For most of what people actually ask these systems, it is not a coherent concept. Questions about contested history, medical judgment under uncertainty, legal risk, political causation, and social science do not have a single retrievable correct answer that a regulator can hold up against the model’s output. What they have is a distribution of defensible positions, and every model produces something by making choices about that distribution — choices baked in at pretraining, at fine-tuning, at RLHF, at system-prompt time.
A model that declines to give confident medical advice is “suppressing accuracy” under one reading and exercising appropriate epistemic humility under another. A model tuned to present multiple mainstream views on a contested question is either being balanced or being evasive, depending entirely on who is characterizing it.
An enforcement standard that cannot distinguish those cases is not an enforcement standard. It is discretion, and discretion applied to what models are allowed to say has a specific name.
EFF’s position
EFF has urged the FTC to withdraw the proposal. The core of the objection is that a government agency deciding which model outputs count as impermissibly “suppressed” is government involvement in editorial judgment about speech — and that the First Amendment problems with that do not disappear because the speaker is a matrix of weights rather than a newspaper.
There is a consistent principle underneath EFF’s position that is worth naming, because it also explains its opposition to the youth AI bills moving through the Senate: government mandates on how systems shape what users see are speech regulation, whether the stated goal is protecting children or ensuring accuracy.
What this has to do with privacy
Two things, and neither is obvious at first glance.
First, the enforcement mechanism is inspection. Determining whether a model was “configured to steer outputs away from the most accurate answer” is not something you can do from the outside. It requires visibility into training data, fine-tuning procedures, system prompts, RLHF reward models, and output filters. A Section 5 theory built on model internals implies a regulatory relationship in which those internals — including whatever personal data sits in the training corpus — become discoverable.

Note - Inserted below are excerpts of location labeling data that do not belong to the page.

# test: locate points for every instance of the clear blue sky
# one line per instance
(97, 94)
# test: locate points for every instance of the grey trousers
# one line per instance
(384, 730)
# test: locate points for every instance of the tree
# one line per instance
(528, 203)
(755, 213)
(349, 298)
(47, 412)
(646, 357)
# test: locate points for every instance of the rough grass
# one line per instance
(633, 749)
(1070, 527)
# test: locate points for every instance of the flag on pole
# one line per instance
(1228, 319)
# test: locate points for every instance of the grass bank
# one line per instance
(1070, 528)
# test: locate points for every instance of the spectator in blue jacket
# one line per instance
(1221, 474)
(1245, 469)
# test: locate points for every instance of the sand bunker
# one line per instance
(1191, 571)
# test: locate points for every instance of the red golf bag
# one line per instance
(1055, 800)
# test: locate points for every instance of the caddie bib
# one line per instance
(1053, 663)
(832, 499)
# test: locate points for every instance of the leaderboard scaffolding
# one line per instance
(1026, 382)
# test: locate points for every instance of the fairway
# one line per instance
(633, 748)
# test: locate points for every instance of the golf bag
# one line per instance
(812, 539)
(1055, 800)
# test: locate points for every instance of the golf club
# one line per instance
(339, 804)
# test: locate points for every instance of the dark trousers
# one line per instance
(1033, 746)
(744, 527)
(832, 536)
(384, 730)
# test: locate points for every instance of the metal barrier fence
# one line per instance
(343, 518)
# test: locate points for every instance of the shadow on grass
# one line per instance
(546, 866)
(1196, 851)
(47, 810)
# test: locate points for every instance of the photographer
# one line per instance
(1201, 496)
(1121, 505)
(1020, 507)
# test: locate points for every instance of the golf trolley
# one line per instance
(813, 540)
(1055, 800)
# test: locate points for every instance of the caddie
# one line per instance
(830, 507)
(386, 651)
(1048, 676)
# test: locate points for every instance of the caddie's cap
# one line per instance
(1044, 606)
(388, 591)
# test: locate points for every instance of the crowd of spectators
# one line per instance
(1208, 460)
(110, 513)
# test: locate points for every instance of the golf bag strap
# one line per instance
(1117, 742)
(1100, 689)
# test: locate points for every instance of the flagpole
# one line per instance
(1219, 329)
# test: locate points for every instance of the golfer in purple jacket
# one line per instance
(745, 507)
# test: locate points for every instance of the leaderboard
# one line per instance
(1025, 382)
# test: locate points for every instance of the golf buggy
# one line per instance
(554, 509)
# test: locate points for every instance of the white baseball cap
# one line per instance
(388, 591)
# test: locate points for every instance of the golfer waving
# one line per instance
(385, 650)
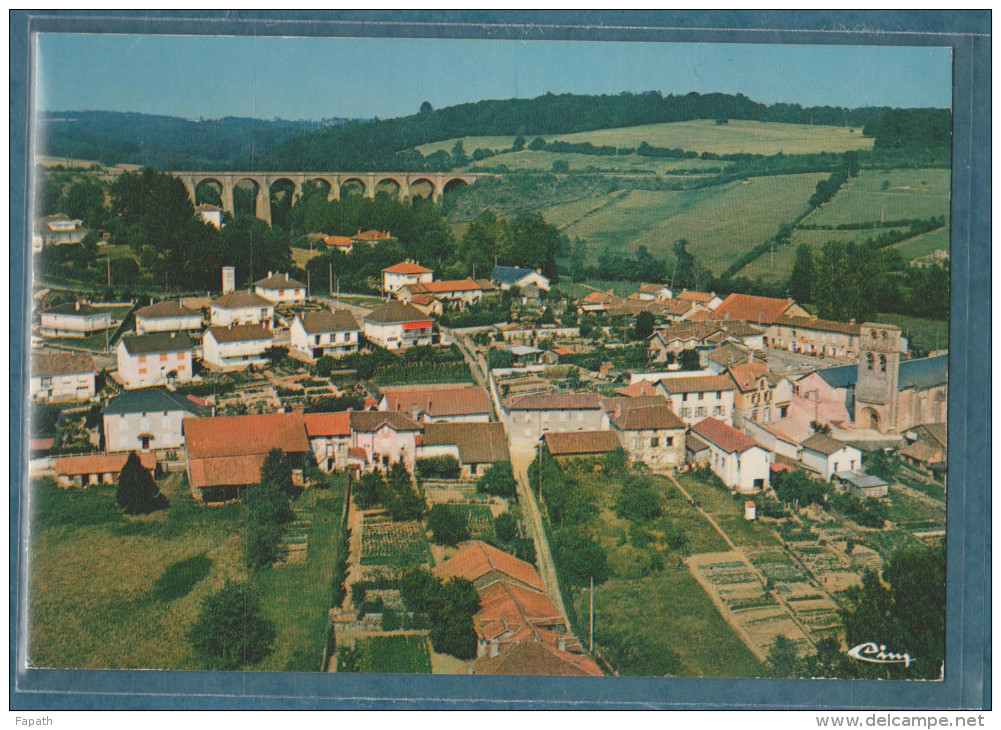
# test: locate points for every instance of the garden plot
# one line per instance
(736, 589)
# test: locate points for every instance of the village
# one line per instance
(767, 456)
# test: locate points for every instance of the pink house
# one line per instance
(385, 437)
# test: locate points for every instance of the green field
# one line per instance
(395, 654)
(928, 334)
(720, 223)
(924, 244)
(92, 574)
(701, 135)
(908, 194)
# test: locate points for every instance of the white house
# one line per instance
(57, 376)
(152, 359)
(735, 458)
(395, 325)
(508, 276)
(73, 319)
(317, 333)
(827, 456)
(403, 273)
(279, 288)
(145, 420)
(241, 307)
(166, 316)
(699, 397)
(236, 346)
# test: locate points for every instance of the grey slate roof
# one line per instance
(150, 400)
(156, 342)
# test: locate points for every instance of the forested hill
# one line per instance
(388, 144)
(165, 142)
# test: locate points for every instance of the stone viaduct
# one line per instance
(439, 182)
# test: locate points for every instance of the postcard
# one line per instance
(481, 356)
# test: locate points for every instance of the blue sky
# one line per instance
(314, 78)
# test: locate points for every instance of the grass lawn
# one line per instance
(930, 334)
(296, 597)
(395, 654)
(908, 194)
(114, 592)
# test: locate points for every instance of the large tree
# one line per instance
(137, 493)
(231, 630)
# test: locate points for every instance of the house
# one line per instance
(762, 310)
(57, 376)
(485, 565)
(508, 276)
(530, 417)
(737, 459)
(927, 446)
(437, 403)
(211, 214)
(475, 446)
(329, 438)
(694, 398)
(815, 336)
(574, 444)
(73, 319)
(317, 333)
(280, 288)
(825, 456)
(863, 486)
(166, 316)
(384, 438)
(650, 431)
(405, 272)
(708, 299)
(84, 470)
(759, 396)
(241, 307)
(599, 301)
(225, 454)
(57, 230)
(236, 346)
(395, 325)
(458, 292)
(147, 419)
(652, 292)
(153, 359)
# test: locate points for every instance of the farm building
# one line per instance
(225, 454)
(80, 471)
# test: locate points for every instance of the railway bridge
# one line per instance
(405, 184)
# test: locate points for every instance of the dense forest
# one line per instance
(164, 142)
(388, 144)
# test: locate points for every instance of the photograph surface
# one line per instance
(488, 356)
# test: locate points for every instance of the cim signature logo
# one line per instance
(877, 654)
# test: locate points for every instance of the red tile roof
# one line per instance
(747, 376)
(765, 309)
(100, 463)
(406, 267)
(725, 437)
(477, 559)
(581, 443)
(436, 401)
(334, 424)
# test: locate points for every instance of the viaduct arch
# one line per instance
(438, 181)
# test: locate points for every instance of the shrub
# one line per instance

Second, it cuts against the direction privacy regulation is heading. The GDPR-style position, and the position taken by most state AI laws, is that automated systems making consequential decisions about people must be constrained, tested, and sometimes deliberately adjusted away from what the raw model would output — because the raw model reflects the biases in its training data. A federal framework that recasts those adjustments as deception puts the two regimes in direct opposition.
You cannot simultaneously require a hiring model to be de-biased and treat de-biasing as suppression of accuracy. Someone has to lose.
Where it stands
The comment period is closed. What the Commission does with the record is unknown, and a proposed policy statement is not a rule — it does not have independent legal force, and it is not directly reviewable in the way a rulemaking would be.
What it is, is a statement of enforcement intent. Companies read those and adjust. That is the point of publishing one.
If the Commission finalizes it as drafted, the practical effect is that any AI company facing a state law requiring output adjustments has a federal document to point at when arguing the state requirement puts it in conflict with Section 5. That argument does not have to win in court to be effective. It only has to make state compliance expensive enough to contest.
The pattern
Watch for the shape of this, because it will recur: a genuine consumer protection problem — undisclosed commercial steering in AI systems, which really does exist and really should be enforced against — used as the vehicle for an authority that mostly does something else.
The narrow version of this policy statement would be worth having. The version that arrived carries an executive directive about state law preemption inside it, and that is not a detail. It is the reason the document exists.